Cremation pit, Baltinglass, Co. Wicklow
Co. Wicklow |
Burial Sites
In a field beside a former convent on the western edge of Baltinglass, archaeologists planning for a new roadway and car park found something considerably older than either: a small pit, less than a metre across, containing the burnt remains of at least two people who had been cremated sometime between 1118 and 916 BC.
The discovery was made during excavation work in December 2018, when what had been greenfield ground was stripped back by hand to reveal a cluster of features that nobody had known was there.

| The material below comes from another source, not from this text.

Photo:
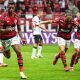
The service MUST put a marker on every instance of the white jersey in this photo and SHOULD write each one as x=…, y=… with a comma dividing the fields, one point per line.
x=36, y=29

The pit itself, designated C6, measured 0.76 metres by 0.60 metres and was only 0.18 metres deep, shallow enough that it might easily have been lost to any more cursory investigation. What made it legible as archaeology was its layering. The lowest fill had accumulated through natural silting, suggesting the pit was left open for a period after it was first dug. Above that lay the material that gave the site its significance: pyre debris mixed with cremated bone. Osteological analysis, the examination of burnt skeletal remains, identified at least one adult and possibly one juvenile among the deposits. Charcoal recovered from the same layer was identified as alder and oak, the fuels used to build the pyre, and radiocarbon dating placed the event firmly in the Late Bronze Age. The pit was part of a small grouping of features, including two postholes connected by a slot, all of which had been sealed at some point under large flat stones. Archaeologist Yvonne Whitty, who led the excavation under licence, noted that the proximity of these features and their shared capping suggested they belonged to the same episode of activity. The site falls within the constraint area for Baltinglass Historic Town, a designation that requires archaeological assessment before development proceeds, which is precisely why the pit came to light at all.